Adrian Cooke: The Devil’s Rope

March 4 - April 9

by Michael Turner

Presenting Partner: The Flanagan Foundation

Barbed wire, also known as “the devil’s rope,” is a mid-19th-century US invention designed to keep livestock within pasture lands that were once part of the “Open Range.” In the next century, barbed wire was used as a battlefield obstacle in the no man’s land of World War I, and later in prisoner-of-war camps. Today we know it as a marker of private (and sometimes government) property.

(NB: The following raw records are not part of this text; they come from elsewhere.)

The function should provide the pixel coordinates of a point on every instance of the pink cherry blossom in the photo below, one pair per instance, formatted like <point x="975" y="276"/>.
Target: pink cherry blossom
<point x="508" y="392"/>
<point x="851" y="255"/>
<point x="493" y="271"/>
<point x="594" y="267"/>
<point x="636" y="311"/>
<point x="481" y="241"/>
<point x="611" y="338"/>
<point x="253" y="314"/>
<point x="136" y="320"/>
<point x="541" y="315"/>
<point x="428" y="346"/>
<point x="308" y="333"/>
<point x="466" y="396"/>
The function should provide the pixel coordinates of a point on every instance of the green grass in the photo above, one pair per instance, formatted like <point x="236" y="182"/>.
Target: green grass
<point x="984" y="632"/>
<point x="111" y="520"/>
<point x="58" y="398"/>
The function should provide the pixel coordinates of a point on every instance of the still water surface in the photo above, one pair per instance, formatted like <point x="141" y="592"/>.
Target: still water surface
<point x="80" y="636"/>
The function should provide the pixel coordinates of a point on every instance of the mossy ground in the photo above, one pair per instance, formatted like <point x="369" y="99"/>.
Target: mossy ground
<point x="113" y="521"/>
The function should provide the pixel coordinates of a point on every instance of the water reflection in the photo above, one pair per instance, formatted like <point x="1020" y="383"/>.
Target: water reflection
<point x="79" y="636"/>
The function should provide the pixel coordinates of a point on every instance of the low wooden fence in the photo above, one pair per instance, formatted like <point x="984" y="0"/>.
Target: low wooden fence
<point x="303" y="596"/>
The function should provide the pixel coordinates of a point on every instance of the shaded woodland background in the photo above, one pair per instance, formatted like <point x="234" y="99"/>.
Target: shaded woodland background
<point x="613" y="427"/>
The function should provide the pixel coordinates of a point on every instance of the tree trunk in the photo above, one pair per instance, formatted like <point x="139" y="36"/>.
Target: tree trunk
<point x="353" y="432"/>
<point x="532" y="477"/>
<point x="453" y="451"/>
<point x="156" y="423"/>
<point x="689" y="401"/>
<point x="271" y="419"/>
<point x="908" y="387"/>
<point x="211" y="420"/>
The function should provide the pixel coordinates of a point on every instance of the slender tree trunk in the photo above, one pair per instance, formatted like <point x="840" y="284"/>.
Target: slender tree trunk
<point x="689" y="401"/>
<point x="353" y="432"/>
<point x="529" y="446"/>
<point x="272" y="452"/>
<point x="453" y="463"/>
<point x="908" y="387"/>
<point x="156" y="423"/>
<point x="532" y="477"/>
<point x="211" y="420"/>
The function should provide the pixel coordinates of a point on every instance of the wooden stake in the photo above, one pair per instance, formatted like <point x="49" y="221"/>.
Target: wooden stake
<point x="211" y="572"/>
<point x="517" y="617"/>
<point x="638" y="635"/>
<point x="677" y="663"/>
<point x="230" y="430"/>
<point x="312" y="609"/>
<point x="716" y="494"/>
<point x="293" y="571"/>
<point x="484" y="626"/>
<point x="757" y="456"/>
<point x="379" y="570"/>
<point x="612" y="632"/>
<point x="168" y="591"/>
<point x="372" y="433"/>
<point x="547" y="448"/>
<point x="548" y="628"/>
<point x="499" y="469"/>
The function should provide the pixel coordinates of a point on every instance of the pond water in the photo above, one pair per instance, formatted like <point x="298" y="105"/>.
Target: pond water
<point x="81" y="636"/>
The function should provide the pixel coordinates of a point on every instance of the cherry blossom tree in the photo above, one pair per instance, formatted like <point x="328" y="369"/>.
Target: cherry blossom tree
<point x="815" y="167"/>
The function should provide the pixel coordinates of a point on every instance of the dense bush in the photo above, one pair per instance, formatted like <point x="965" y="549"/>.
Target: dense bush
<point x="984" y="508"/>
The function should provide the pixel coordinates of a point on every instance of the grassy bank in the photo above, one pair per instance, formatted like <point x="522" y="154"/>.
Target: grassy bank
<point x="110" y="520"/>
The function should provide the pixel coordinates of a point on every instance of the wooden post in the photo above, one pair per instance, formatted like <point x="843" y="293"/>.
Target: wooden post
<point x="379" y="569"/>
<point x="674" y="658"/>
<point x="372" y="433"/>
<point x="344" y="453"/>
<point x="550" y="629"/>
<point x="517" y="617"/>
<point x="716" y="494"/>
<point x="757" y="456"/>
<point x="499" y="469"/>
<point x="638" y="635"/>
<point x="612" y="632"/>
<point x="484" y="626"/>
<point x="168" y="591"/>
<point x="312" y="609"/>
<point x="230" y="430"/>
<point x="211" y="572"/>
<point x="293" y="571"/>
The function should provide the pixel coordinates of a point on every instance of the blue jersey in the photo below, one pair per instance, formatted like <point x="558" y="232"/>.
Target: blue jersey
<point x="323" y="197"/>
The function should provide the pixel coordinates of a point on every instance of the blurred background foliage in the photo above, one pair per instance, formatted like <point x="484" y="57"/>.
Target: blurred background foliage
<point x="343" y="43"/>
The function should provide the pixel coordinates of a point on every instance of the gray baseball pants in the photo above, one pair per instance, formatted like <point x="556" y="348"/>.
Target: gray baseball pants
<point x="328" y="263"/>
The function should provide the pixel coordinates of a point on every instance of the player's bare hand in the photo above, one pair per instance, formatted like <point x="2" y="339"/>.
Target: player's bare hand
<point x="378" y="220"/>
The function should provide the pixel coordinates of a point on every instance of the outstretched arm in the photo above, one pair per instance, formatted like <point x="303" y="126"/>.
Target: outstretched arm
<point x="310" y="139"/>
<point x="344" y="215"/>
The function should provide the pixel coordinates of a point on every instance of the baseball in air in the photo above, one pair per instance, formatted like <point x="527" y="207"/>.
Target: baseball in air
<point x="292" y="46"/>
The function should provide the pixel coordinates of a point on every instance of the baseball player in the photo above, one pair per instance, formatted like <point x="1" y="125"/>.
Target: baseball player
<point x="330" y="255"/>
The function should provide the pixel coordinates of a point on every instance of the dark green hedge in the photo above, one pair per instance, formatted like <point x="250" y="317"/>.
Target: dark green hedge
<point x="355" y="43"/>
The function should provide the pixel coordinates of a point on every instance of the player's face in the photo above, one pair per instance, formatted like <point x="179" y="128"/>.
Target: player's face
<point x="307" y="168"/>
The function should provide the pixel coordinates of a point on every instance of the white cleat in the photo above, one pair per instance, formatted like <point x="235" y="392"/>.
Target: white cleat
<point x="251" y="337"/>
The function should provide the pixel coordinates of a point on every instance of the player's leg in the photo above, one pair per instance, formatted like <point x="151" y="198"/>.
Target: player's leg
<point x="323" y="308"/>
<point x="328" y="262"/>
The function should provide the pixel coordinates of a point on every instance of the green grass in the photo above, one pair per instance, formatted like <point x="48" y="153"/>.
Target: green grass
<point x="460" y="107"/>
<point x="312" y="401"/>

Though Adrian Cooke is aware of barbed wire’s history, he seems to have a particular interest in its formal elements.

Working largely in sculpture and water-
colour, Cooke presents a new body of work that emphasizes barbed wire’s variable patterns and textures relative to the Prairie region in which he lives. For Cooke, the imposition of barbed wire fencing on the natural landscape produces a range of narratives, from protection to encroachment. He has fashioned works that allude to the histories of these narratives as well as their potential consequences. 

Most notable in this exhibition is a series of three-dimensional wall works based on variations of the barbed form. To produce this series, Cooke began first with laminated sheets of wood, which he carved into shapes, cutting and gluing them together, then sanding and burning their surfaces before rubbing into them an enamel stain to give them a rusty, time-worn patina. While some of these works appear as abstractions, others are more overt. In one “barb” we see a bird shape that has us wondering if its referent has been displaced by agricultural expansion, in another, a jet fighter, like those on the tarmac at CFB Cold Lake.